Lie with Me

Lie with Me

2016 • 352 pages

Ratings1

Average rating3

15

After reading several Young adult fantasy novels in a row I really needed to have a break and some light relief with a book I could just fly through and get engrossed in quickly and for occasions like that I often find that thrillers are just what the doctor ordered. Not having read any novels by Sabine Durrant before I wasn't quite sure what to expect but this seemed to have okay reviews and happened to be on my library shelves so I picked it up.

This is the story of Paul, an ageing and unsuccessful author who finds himself homeless, his latest novels being rejected and his relationships always seeming to be flitting and meaningless. To be very honest he is an awful lead character. He is the quintessential Lothario who has spent his life flitting from relationship to relationship avoiding settling down and now he's realising his time is running out and he is beginning to panic. He is self obsessed and his way of living seems to be to lie to those around him about everything in his life to give the impression he is more successful, more wealthy and generally more happy than he really is.

When he runs into an old college friend, Andrew, and begins dating one of Andrew's close friends he quickly finds himself covering up the real extent of his failures and instead he begins to move himself into the life of Alice and her 3 children, aiming to take up residence in her home with her to avoid having to move back home with his mother. Alice is planning a trip to Greece to have one final holiday in the villa she owns there and has done for the last 10 years. Paul is desperate to be invited and to bag himself a holiday on the island that he last visited 10 years previously. The island however has a decade long mystery of a missing teen who disappeared a the same time Paul was last on the island and Alice is determined to help her family to find out what happened to her.

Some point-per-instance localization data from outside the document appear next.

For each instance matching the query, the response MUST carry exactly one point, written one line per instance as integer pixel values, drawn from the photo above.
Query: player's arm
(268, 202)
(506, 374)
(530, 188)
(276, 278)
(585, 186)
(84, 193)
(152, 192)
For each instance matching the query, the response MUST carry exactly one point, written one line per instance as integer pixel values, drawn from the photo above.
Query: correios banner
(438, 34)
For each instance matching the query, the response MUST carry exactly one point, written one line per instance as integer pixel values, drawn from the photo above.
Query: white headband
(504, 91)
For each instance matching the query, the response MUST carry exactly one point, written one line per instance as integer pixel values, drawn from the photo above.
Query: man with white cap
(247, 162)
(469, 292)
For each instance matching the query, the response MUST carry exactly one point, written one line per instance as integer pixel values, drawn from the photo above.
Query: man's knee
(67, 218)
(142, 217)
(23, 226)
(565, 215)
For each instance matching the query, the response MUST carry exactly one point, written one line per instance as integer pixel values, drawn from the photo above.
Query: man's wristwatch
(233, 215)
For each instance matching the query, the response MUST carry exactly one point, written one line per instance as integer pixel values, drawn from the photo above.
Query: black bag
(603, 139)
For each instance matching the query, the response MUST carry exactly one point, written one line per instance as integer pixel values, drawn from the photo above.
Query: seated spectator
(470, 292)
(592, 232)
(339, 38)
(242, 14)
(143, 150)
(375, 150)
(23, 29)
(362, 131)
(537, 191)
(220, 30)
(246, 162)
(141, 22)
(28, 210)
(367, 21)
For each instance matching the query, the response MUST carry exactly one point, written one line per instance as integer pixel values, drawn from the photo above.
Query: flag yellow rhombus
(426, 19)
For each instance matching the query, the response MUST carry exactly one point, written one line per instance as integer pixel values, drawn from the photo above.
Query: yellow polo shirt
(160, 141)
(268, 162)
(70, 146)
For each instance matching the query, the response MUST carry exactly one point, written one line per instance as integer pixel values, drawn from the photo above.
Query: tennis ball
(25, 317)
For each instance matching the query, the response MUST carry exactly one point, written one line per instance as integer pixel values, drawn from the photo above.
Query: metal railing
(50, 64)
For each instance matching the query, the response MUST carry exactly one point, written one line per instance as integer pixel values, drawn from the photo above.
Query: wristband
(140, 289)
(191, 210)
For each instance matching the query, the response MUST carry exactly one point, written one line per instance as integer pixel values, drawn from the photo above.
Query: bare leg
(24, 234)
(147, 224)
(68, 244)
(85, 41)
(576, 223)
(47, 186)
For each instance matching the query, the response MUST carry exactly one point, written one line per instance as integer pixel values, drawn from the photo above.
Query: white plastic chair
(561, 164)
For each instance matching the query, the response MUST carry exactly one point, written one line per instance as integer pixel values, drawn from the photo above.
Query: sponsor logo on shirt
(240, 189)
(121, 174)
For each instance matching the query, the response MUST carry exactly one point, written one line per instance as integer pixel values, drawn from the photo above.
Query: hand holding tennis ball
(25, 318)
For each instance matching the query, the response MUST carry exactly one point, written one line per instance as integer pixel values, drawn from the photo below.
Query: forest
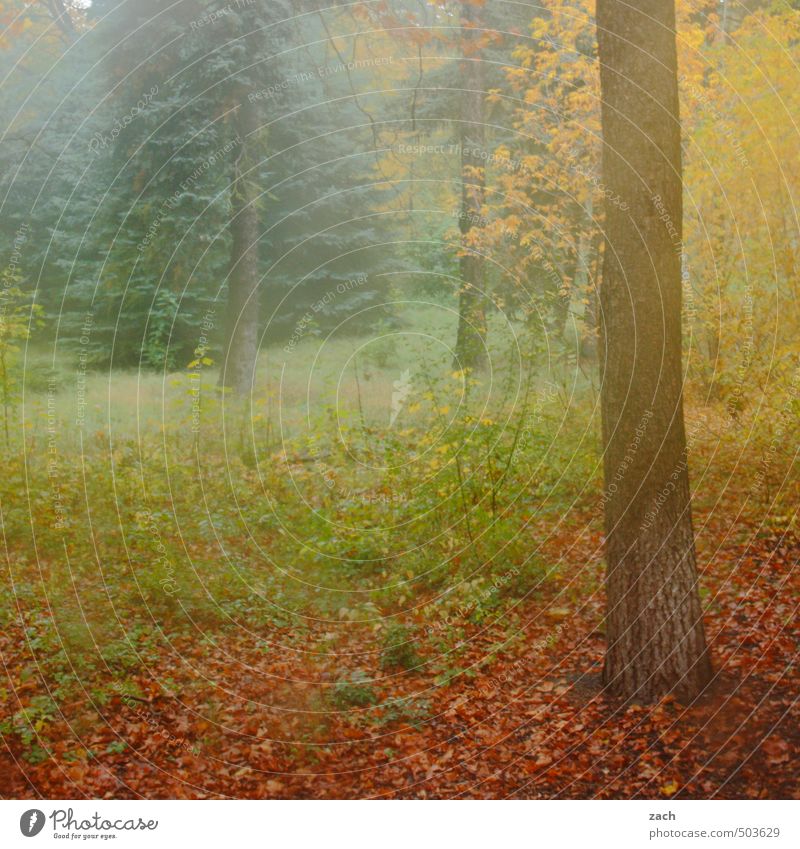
(400, 399)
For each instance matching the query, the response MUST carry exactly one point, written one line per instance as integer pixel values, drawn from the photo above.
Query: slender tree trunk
(471, 336)
(242, 312)
(654, 628)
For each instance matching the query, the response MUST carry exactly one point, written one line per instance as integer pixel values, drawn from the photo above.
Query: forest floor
(526, 721)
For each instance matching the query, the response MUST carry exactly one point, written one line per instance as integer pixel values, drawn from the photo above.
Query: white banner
(403, 825)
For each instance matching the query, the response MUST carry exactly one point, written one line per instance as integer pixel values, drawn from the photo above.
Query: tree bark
(471, 336)
(654, 629)
(242, 311)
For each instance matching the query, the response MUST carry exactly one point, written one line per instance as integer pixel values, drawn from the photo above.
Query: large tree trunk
(471, 336)
(242, 312)
(654, 628)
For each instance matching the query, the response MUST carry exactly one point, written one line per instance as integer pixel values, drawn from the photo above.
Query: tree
(654, 629)
(470, 350)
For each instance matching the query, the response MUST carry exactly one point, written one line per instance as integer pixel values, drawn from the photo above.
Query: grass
(322, 498)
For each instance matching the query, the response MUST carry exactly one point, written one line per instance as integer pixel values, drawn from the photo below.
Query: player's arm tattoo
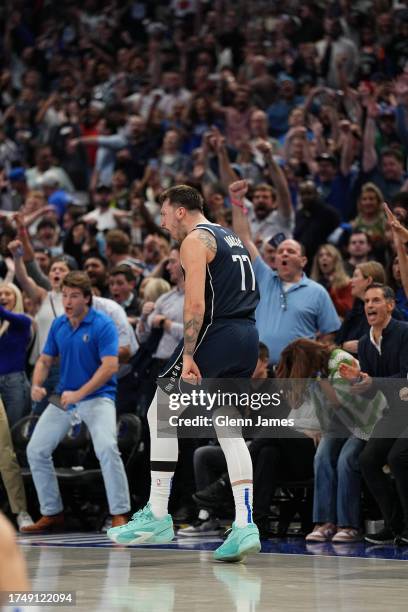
(192, 328)
(207, 239)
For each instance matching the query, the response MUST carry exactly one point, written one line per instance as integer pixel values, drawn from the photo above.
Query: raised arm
(196, 251)
(370, 157)
(240, 223)
(26, 283)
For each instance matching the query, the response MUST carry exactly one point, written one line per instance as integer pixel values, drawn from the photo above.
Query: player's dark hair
(263, 351)
(183, 195)
(125, 270)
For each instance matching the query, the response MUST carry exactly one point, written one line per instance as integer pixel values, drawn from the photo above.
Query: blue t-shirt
(281, 317)
(81, 351)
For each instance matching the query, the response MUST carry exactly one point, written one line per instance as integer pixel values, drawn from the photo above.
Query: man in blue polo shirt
(292, 305)
(86, 342)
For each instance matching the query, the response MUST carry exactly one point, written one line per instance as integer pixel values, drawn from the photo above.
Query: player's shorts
(227, 348)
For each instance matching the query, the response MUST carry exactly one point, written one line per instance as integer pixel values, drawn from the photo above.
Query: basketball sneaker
(144, 528)
(241, 541)
(201, 527)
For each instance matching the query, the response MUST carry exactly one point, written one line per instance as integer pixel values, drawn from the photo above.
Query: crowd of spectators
(103, 105)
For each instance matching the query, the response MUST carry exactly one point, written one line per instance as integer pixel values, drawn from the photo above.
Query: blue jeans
(337, 488)
(15, 393)
(99, 415)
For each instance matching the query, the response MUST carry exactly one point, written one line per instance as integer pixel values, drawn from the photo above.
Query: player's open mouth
(371, 314)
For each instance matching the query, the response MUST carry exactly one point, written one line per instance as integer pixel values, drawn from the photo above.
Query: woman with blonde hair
(371, 217)
(15, 335)
(328, 270)
(15, 332)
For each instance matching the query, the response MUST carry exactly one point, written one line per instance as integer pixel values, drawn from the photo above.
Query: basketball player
(220, 341)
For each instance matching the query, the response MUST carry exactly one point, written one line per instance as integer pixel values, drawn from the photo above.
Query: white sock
(160, 493)
(163, 457)
(239, 464)
(243, 503)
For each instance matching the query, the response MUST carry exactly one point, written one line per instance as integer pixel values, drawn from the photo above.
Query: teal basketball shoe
(144, 528)
(241, 541)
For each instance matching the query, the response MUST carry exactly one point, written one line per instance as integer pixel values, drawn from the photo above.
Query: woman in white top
(50, 307)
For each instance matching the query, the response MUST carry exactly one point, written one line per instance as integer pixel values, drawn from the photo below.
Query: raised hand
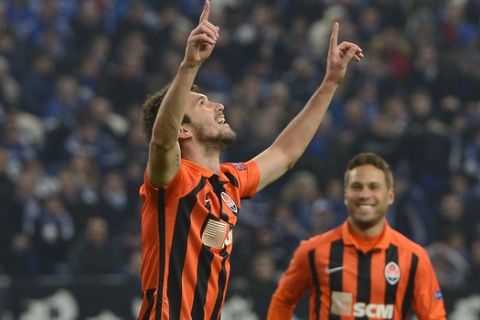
(339, 56)
(202, 39)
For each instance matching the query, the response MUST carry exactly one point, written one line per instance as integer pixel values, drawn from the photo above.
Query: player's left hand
(339, 56)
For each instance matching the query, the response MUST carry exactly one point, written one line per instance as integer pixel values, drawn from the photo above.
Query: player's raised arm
(164, 150)
(294, 139)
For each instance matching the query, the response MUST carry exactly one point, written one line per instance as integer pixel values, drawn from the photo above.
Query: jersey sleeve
(178, 186)
(247, 175)
(291, 287)
(428, 302)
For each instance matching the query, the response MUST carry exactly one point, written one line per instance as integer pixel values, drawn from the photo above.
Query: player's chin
(228, 138)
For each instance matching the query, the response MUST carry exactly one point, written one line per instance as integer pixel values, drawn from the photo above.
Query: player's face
(367, 196)
(208, 122)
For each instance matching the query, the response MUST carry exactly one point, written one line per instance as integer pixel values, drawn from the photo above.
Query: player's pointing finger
(334, 36)
(205, 12)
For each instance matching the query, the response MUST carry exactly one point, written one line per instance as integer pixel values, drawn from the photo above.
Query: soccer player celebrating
(190, 201)
(362, 269)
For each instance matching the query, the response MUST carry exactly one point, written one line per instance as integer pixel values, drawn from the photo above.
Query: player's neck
(371, 231)
(210, 160)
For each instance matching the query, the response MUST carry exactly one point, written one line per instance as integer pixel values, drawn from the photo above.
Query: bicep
(428, 301)
(163, 164)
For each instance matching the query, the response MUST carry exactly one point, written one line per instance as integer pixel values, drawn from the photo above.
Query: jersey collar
(205, 172)
(382, 243)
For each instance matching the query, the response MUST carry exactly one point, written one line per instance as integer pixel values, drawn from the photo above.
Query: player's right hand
(201, 40)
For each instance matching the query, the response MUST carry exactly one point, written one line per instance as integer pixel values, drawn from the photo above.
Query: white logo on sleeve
(229, 202)
(215, 233)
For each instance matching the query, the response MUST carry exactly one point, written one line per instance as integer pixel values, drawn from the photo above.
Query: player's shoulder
(235, 167)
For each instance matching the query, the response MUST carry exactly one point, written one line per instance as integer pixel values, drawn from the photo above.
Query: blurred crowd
(74, 74)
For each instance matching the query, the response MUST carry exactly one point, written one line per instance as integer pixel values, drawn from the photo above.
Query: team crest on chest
(392, 273)
(229, 202)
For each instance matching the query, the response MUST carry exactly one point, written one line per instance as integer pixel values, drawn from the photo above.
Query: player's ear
(184, 133)
(391, 196)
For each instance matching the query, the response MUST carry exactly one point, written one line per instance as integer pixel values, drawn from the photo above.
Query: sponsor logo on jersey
(373, 310)
(229, 202)
(342, 305)
(392, 273)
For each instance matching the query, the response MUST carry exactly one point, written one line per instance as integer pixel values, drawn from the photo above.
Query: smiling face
(207, 122)
(367, 196)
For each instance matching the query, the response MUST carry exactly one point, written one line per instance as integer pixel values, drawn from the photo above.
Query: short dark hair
(151, 106)
(370, 158)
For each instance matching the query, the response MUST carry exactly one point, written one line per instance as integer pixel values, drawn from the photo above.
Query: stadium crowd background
(73, 75)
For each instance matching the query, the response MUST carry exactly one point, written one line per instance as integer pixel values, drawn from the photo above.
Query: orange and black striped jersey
(346, 283)
(187, 239)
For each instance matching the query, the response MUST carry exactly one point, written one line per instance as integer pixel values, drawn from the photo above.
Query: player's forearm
(173, 107)
(295, 138)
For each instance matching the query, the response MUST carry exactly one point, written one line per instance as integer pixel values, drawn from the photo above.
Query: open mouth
(221, 120)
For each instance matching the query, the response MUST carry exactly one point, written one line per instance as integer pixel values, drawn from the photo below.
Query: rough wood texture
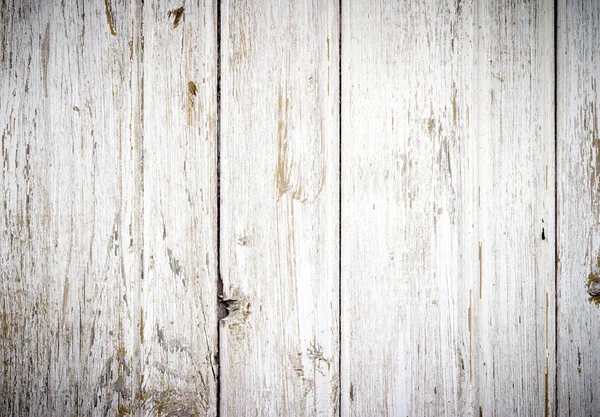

I liked this book, the story was interesting and I liked the fact that it built slowly towards the ending and it did have some twists and turns that perhaps you may not anticipate. Personally for me though I couldn't rate this any higher than a 3 star book because of the odious characters within it. I didn't really emotionally invest in any of them. They are all quite dis-likable. Right from the outset there is something quite pretentious about the circle in which they move and whilst we know Paul doesn't fit the mold his clamoring to be “one of the gang” is quite irritating as a reader. He seems to lack any real emotional backbone and hence it's difficult at the end of the book to bear any sympathy with the situation when it is laid bare to us as a reader.

I did read this book really quickly, taking just 24 hours to fly through it and the chapters do keep you engrossed but I don't think this one will stand out to me months down the line, I don't think it is one of the stand out thrillers of the past few years.